I'm having a bit of trouble understanding the differences between these three frameworks:

These three frameworks can be used to run code at the same time but do this in different way using a different amount of threads/processes or codestyle. This is how I'm understanding the differences right now:

  • Tornado/Twisted use asynchronous code controlled by an I/O loop. This allows the code to be ran on a single thread (multiple threads are useless because if you have non-blocking code this is unnecessary)
  • Celery uses a task based system to run code asynchronously, the code in itself is still synchronous. A main process exists that is able to distribute the different tasks between other workers on different processes.
  • Gevent uses a thread based system and spawns a thread to process different incomming connections.

The Questions I'm having right now are:

  1. Is my understanding of these frameworks correct?
  2. The major difference between a thread and process is that different threads use the same memory whereas processes do not. Is one process normally run on one server core? (And thus making Celery hard to implement on a small server)
  3. If we are talking about webapplications and sockets:

Tornado/Twisted Are able to accept (almost) any amount of sockets because they use asyncronous code and queue the request in the I/O loop.

Are Celery/Gevent able to this? Do they have to spawn a new process/thread to be able to accept a new socket?

I'm trying to figure out which of these technologies is best suited to built a real-time web application.

Answer

Philip Cristiano picture Philip Cristiano · Jun 16, 2013
  1. Gevent uses greenlets instead of threads on an IO loop implicitly, so there is no reactor / IO loop to manually start in the case of Twtisted/Tornado. It also has the ability to monkey patch existing libraries to support it's evented operation, Tornado and Twisted require specific libraries to work with their event loops although you will find many already exist.

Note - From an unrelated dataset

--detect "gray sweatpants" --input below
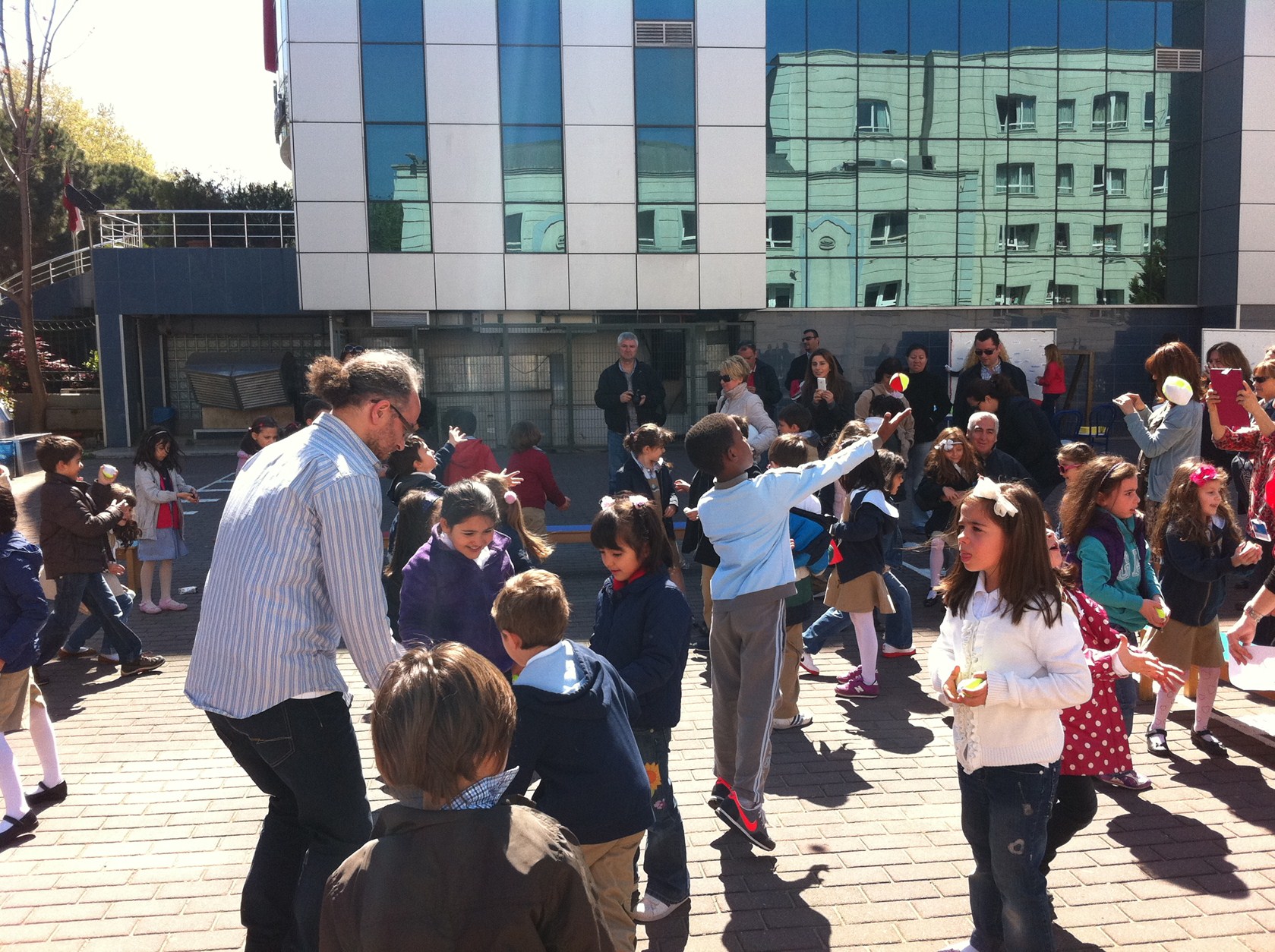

    Celery is made much more for background processing to offload expensive computations to another process/server.

  2. Processes can share memory but not in the same way that threads do. Threads in CPython suffer from the GIL and generally it is worth not using a threaded solution if you are doing anything CPU intensive.

    I'm not sure of Celery's memory requirements but if you are using 1 web process and 1 background process you should be fine even on a 256MB VPS, although more is better if you are supporting many connections.

  3. The number of sockets that can be handled with Tornado/Twisted/Gevent will likely be bounded by the amount and frequency of IO done per socket. Low frequency/low bandwidth sockets are much easier to support a large number of concurrent connections as they will mostly be idle.

    Celery will still require some application to listen for sockets and make calls to be processed with the Celery daemon. It supports Gevent as well so you can handle multiple tasks concurrently if required.